Che ti chiami Pedersen, Torres o Ibrahimovic poco importa. Se incroci Barton sulla tua strada, stai sicuro che non abbasserà la testa alle provocazioni. In questo match di Coppa di Francia, lo svedese – dopo aver commesso fallo su di lui – gli dice qualcosa come “dovresti essere un uomo forte no? E allora stai in piedi”. La reazione di Barton – benché più pacata del normale – non tarda ad arrivare: serrato botta e risposta ed esplicito gesto teso ad imitare il nasone di Ibra.

via GIPHY

Le reazioni esagerate, i continui screzi con avversari e compagni (come quando mandò Dabo all'ospedale), hanno finito per creare un vero e proprio personaggio che facesse passare quasi in secondo piano il suo status di calciatore. Oggi Barton si è ritirato, lasciando dietro di lui un ricordo amaro che oscura quasi totalmente le sue qualità di giocatore.

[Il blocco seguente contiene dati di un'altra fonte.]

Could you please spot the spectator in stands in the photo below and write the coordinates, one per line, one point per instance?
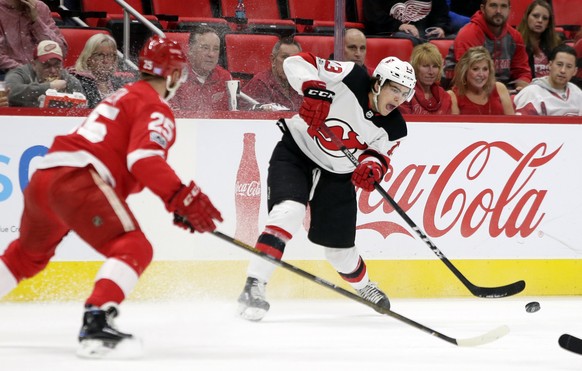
(577, 80)
(272, 86)
(29, 82)
(96, 69)
(23, 24)
(429, 97)
(489, 28)
(407, 19)
(355, 48)
(553, 95)
(475, 91)
(205, 89)
(537, 27)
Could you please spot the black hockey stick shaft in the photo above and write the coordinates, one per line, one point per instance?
(571, 343)
(478, 340)
(483, 292)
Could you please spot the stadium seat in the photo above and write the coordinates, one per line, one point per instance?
(518, 8)
(262, 16)
(567, 17)
(112, 9)
(181, 37)
(443, 45)
(319, 45)
(76, 38)
(248, 54)
(186, 15)
(317, 16)
(380, 48)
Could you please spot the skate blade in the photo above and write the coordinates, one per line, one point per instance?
(97, 349)
(251, 313)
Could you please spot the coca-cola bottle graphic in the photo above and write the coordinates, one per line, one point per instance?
(248, 193)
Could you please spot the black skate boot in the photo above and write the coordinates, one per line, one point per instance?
(252, 303)
(99, 338)
(372, 293)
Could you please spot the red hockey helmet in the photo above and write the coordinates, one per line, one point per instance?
(161, 57)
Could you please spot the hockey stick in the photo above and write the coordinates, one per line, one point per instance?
(468, 342)
(483, 292)
(571, 343)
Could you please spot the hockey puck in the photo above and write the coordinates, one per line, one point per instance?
(532, 307)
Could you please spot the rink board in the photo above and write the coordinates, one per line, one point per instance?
(501, 200)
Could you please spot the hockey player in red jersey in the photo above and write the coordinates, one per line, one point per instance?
(82, 183)
(306, 167)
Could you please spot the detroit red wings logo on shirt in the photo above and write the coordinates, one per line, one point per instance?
(411, 10)
(344, 132)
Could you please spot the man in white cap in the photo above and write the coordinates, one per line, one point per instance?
(29, 82)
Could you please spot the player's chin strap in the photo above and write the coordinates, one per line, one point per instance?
(171, 89)
(375, 98)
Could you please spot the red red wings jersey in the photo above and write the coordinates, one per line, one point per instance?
(132, 124)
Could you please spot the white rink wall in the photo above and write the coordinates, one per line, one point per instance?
(507, 194)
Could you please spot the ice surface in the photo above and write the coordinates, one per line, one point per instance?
(301, 335)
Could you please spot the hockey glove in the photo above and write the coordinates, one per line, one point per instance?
(194, 209)
(316, 102)
(366, 174)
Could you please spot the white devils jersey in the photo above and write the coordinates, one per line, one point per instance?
(350, 117)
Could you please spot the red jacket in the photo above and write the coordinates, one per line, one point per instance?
(507, 50)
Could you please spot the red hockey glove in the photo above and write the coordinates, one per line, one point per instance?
(316, 102)
(193, 209)
(366, 174)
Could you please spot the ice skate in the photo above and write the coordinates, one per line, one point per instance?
(252, 303)
(99, 338)
(372, 293)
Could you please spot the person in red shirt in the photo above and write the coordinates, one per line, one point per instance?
(429, 97)
(83, 182)
(475, 91)
(205, 89)
(272, 86)
(488, 27)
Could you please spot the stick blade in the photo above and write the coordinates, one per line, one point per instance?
(498, 292)
(489, 337)
(571, 343)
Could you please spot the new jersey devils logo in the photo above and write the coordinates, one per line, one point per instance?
(344, 132)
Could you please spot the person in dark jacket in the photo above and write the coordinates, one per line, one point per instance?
(537, 27)
(408, 19)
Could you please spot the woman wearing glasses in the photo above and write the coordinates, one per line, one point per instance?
(96, 69)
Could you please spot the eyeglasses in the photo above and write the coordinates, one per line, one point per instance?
(208, 48)
(103, 56)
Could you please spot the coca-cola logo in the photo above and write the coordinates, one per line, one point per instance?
(249, 189)
(486, 185)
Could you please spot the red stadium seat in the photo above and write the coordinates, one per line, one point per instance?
(518, 8)
(319, 45)
(181, 37)
(185, 15)
(443, 45)
(76, 38)
(262, 16)
(380, 48)
(567, 17)
(321, 12)
(113, 10)
(248, 54)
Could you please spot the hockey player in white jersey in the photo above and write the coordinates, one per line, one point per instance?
(553, 95)
(306, 167)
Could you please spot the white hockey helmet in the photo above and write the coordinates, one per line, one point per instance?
(400, 72)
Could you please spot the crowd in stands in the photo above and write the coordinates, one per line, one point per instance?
(489, 66)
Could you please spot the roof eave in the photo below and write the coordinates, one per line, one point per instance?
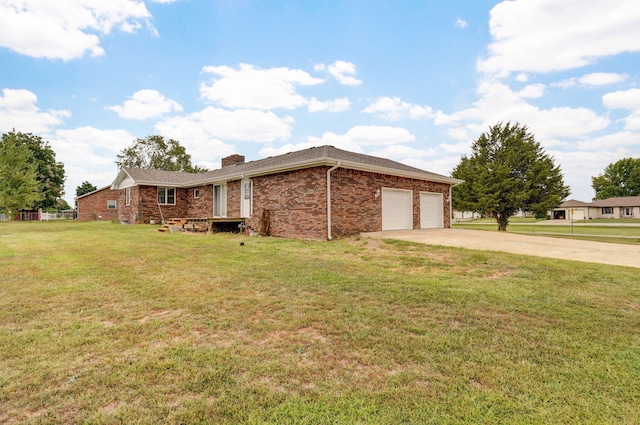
(330, 161)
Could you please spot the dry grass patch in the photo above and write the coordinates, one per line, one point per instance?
(119, 324)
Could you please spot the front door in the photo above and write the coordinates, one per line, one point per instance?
(246, 194)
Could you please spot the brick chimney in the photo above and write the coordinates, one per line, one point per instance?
(232, 160)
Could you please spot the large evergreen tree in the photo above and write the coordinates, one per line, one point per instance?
(19, 187)
(156, 152)
(621, 178)
(508, 171)
(49, 172)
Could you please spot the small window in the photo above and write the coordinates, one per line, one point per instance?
(166, 195)
(220, 200)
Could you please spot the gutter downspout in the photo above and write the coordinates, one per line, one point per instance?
(451, 217)
(329, 199)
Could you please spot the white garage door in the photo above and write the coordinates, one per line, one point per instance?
(397, 209)
(578, 214)
(431, 210)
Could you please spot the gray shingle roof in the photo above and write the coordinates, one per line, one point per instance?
(316, 156)
(625, 201)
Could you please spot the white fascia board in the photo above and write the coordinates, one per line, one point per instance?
(122, 180)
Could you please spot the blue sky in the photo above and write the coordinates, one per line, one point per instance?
(414, 81)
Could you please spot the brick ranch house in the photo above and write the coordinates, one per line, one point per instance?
(101, 204)
(317, 193)
(623, 207)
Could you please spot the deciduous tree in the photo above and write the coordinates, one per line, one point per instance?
(508, 171)
(157, 153)
(19, 188)
(85, 187)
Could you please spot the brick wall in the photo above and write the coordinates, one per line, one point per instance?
(202, 206)
(94, 206)
(144, 205)
(356, 209)
(296, 201)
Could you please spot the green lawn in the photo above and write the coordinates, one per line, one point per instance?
(110, 324)
(608, 233)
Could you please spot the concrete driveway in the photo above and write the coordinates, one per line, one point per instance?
(540, 246)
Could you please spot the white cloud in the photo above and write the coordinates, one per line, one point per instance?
(566, 83)
(579, 166)
(624, 99)
(248, 87)
(336, 105)
(359, 136)
(602, 78)
(145, 104)
(460, 23)
(66, 29)
(548, 35)
(498, 103)
(610, 142)
(394, 109)
(88, 154)
(18, 111)
(239, 125)
(344, 72)
(532, 91)
(404, 153)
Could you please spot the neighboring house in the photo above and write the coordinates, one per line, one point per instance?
(316, 193)
(625, 207)
(101, 204)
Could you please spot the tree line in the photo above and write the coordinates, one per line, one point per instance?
(506, 171)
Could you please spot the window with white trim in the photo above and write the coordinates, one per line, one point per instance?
(167, 195)
(220, 200)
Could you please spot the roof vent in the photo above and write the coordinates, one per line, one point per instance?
(234, 159)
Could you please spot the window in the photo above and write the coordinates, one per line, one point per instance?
(167, 195)
(220, 200)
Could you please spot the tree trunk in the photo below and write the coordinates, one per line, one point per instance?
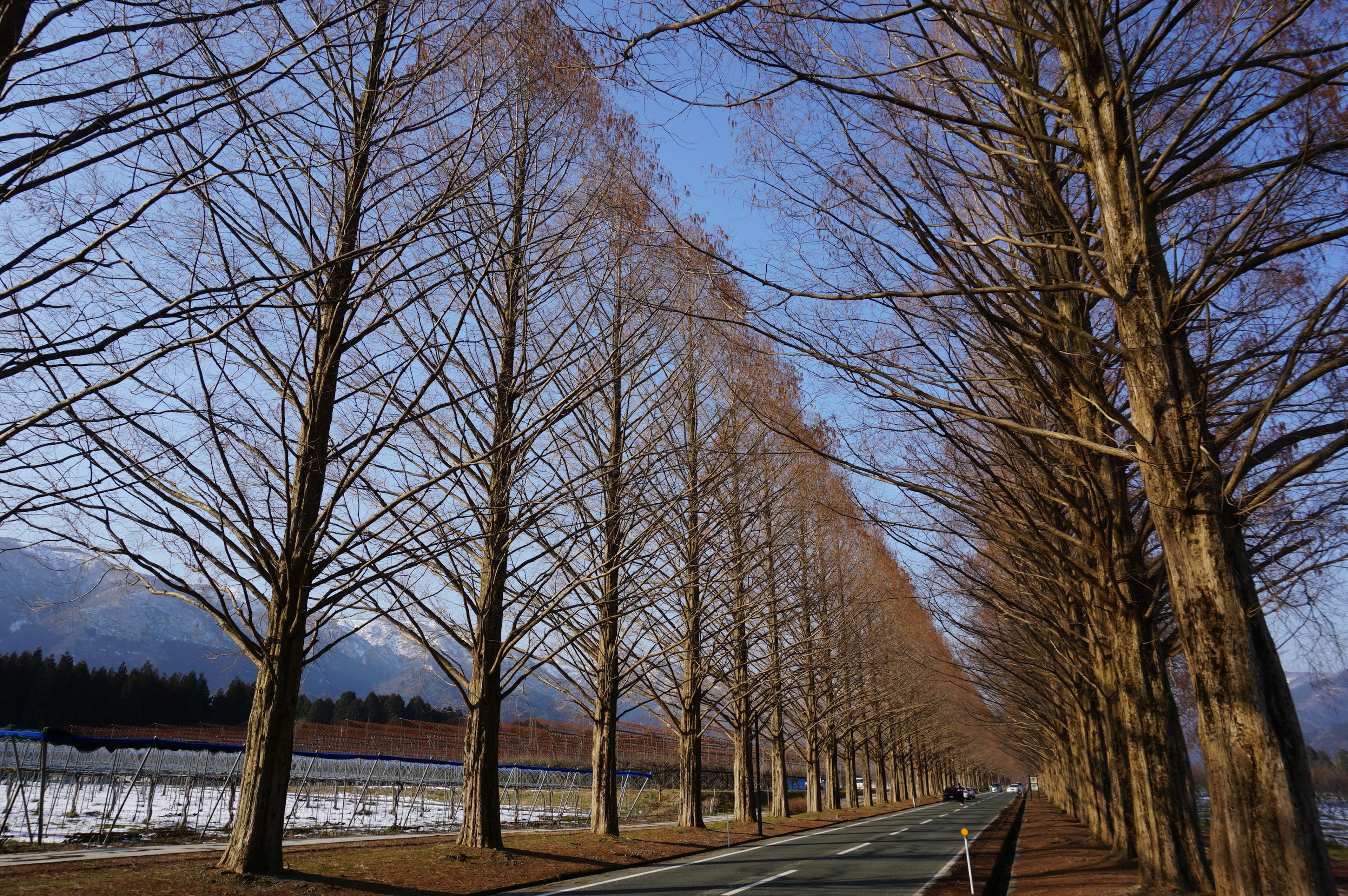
(265, 779)
(691, 779)
(1266, 836)
(482, 825)
(604, 809)
(781, 801)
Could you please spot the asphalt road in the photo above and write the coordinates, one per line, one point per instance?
(896, 855)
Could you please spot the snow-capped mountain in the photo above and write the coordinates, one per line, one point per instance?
(61, 600)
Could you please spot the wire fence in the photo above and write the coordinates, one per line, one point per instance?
(56, 793)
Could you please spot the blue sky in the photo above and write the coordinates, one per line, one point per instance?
(698, 149)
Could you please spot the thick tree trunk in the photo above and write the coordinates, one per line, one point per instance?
(743, 739)
(882, 769)
(1266, 836)
(812, 774)
(265, 779)
(1165, 814)
(691, 779)
(604, 809)
(866, 772)
(781, 805)
(831, 774)
(482, 825)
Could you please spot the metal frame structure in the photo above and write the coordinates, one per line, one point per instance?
(52, 791)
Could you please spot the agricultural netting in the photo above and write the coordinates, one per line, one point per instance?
(106, 791)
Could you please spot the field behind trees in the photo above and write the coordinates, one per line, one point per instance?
(385, 310)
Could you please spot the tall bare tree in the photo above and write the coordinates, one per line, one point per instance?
(231, 477)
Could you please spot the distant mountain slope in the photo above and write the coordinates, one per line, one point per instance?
(1323, 706)
(60, 600)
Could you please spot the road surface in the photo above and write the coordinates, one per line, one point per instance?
(896, 855)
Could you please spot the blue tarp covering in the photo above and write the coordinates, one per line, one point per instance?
(84, 744)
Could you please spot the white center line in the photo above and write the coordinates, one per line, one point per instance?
(741, 890)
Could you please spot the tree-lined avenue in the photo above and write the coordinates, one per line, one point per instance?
(897, 855)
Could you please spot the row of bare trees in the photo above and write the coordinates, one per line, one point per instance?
(1083, 267)
(320, 314)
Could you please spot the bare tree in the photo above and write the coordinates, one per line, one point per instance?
(530, 246)
(231, 477)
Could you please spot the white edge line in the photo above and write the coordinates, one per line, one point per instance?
(650, 871)
(940, 874)
(741, 890)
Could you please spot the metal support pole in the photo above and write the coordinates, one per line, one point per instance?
(42, 783)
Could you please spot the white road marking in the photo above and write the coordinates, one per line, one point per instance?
(662, 868)
(741, 890)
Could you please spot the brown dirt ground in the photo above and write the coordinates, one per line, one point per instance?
(983, 852)
(432, 867)
(1057, 857)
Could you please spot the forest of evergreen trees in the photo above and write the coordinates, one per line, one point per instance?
(41, 690)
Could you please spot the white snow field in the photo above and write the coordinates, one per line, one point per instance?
(108, 798)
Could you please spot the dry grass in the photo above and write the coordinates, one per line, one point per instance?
(432, 867)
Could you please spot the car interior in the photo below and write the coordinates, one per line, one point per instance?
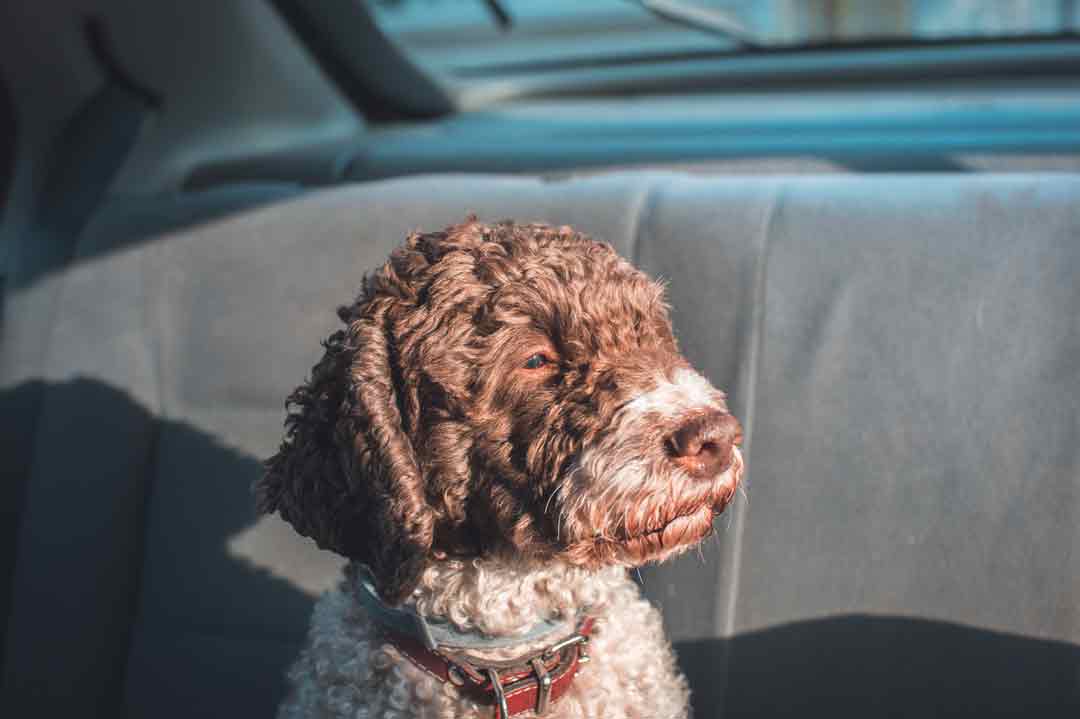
(867, 217)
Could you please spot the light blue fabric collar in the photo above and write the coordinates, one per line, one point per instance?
(436, 633)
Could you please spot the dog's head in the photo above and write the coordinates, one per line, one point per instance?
(503, 388)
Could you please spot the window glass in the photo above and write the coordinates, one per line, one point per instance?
(464, 37)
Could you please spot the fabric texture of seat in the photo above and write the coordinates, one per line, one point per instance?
(902, 350)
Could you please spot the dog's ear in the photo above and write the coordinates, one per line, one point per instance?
(347, 474)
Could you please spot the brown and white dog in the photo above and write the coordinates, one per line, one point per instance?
(503, 426)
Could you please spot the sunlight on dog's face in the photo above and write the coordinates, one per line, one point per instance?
(503, 388)
(593, 438)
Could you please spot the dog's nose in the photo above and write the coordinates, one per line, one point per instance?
(703, 445)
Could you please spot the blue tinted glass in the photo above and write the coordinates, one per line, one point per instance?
(463, 38)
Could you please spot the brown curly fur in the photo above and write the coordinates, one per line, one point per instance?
(426, 431)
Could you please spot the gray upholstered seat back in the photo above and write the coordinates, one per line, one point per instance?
(903, 352)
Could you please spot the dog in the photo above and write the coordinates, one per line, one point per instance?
(502, 428)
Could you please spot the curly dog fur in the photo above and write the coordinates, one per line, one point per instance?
(503, 426)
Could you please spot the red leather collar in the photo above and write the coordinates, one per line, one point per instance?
(528, 682)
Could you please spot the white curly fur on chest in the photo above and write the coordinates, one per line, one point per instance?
(347, 670)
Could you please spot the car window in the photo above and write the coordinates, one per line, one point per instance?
(464, 38)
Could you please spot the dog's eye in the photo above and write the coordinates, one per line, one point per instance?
(537, 361)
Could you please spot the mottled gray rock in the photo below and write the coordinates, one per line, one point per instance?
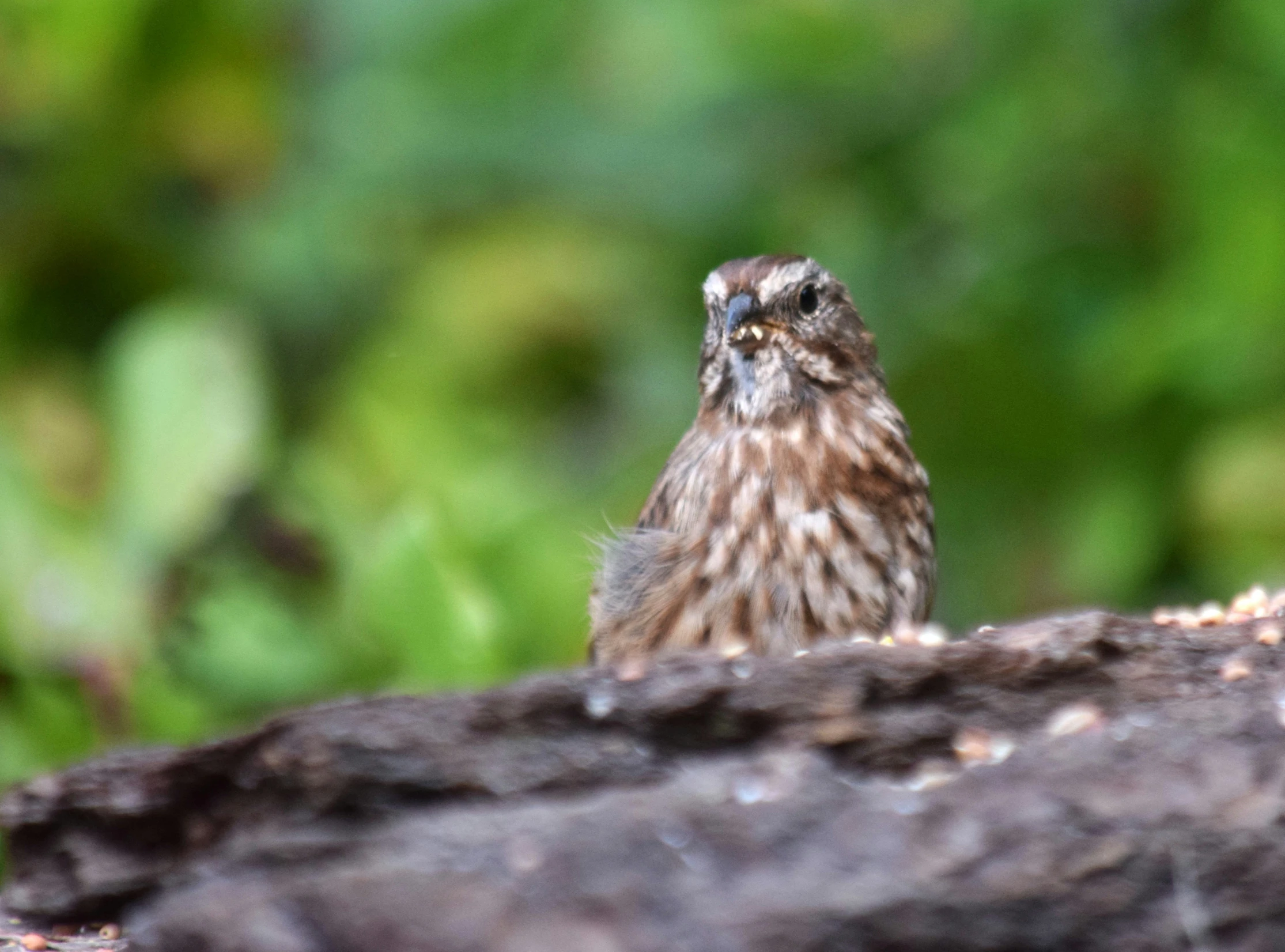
(1089, 783)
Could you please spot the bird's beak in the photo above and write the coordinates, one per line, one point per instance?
(739, 310)
(746, 328)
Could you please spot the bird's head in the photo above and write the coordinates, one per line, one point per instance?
(781, 333)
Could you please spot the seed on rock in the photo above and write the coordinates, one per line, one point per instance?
(933, 635)
(632, 670)
(929, 776)
(1075, 719)
(1235, 668)
(1211, 614)
(1252, 602)
(977, 747)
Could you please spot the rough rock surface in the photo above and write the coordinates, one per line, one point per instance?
(1086, 783)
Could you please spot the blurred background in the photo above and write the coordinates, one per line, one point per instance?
(332, 332)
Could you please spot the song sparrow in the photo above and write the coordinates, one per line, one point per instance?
(793, 509)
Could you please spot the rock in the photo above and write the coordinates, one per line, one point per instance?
(1087, 783)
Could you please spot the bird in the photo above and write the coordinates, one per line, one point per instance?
(793, 509)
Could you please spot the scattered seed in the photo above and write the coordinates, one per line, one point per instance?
(632, 670)
(905, 634)
(750, 791)
(1075, 719)
(599, 702)
(1254, 600)
(929, 776)
(977, 747)
(1235, 668)
(933, 635)
(1211, 614)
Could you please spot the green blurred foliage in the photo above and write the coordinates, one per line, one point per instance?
(333, 332)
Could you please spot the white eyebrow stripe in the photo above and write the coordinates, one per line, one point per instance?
(783, 277)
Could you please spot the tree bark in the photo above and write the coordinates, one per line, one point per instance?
(1085, 783)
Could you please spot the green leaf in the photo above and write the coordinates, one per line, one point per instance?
(191, 422)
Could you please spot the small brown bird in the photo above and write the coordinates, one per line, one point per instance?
(793, 509)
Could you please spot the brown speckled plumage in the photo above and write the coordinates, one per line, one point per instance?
(793, 509)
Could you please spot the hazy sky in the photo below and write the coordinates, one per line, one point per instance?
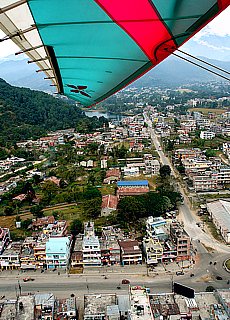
(213, 41)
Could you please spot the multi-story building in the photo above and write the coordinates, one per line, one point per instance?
(152, 166)
(91, 246)
(132, 188)
(207, 135)
(153, 224)
(226, 149)
(58, 252)
(4, 238)
(140, 304)
(130, 252)
(77, 254)
(153, 250)
(220, 213)
(182, 241)
(206, 182)
(10, 258)
(223, 175)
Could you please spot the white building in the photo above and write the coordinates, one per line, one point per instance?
(152, 166)
(91, 246)
(140, 304)
(131, 171)
(207, 135)
(220, 212)
(226, 149)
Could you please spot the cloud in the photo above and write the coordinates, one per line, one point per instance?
(7, 47)
(218, 27)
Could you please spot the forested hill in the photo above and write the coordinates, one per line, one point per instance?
(26, 114)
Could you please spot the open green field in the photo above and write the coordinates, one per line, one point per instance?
(228, 264)
(207, 110)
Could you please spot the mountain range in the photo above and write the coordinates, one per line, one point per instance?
(172, 71)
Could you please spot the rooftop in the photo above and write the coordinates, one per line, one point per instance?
(97, 304)
(132, 183)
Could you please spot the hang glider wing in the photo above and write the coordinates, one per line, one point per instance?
(91, 49)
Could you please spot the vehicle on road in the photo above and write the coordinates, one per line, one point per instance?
(125, 281)
(28, 279)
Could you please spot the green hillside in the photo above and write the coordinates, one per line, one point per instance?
(26, 114)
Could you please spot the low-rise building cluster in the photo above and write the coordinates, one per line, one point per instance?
(165, 241)
(49, 247)
(137, 303)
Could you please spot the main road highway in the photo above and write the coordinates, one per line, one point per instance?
(64, 285)
(188, 217)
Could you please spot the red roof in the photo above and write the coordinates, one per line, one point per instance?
(113, 172)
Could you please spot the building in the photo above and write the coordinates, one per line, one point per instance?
(109, 204)
(130, 252)
(140, 304)
(4, 238)
(182, 241)
(77, 254)
(10, 258)
(152, 167)
(207, 135)
(45, 304)
(58, 252)
(153, 251)
(91, 246)
(220, 213)
(101, 307)
(226, 149)
(132, 188)
(207, 182)
(66, 308)
(152, 224)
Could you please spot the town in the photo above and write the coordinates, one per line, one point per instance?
(148, 194)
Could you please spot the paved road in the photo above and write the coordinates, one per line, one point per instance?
(187, 215)
(80, 285)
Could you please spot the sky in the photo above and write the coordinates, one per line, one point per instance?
(212, 42)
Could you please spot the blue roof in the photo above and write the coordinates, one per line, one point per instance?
(132, 183)
(57, 245)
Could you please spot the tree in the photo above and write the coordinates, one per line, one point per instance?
(210, 289)
(165, 171)
(37, 211)
(92, 207)
(130, 209)
(91, 193)
(50, 190)
(76, 227)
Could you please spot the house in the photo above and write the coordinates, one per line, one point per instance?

Come sosteneva Seneca, “un animo grande disprezza la grandezza e preferisce la moderazione agli eccessi; quella è utile e vitale, questi, invece, nocciono, proprio perché sono superflui”. Barton, dalla sua, non dev’essere mai stato del tutto d’accordo con il pensatore, anzi. Dopo il ritiro sintetizzò così il suo trascorso e la sua tortuosa carriera: “Ho usato tanta di quest'energia oscura che mi porto dentro per fare di me stesso un calciatore, se fossi stato una persona equilibrata non sarei mai diventato un atleta di alto livello”.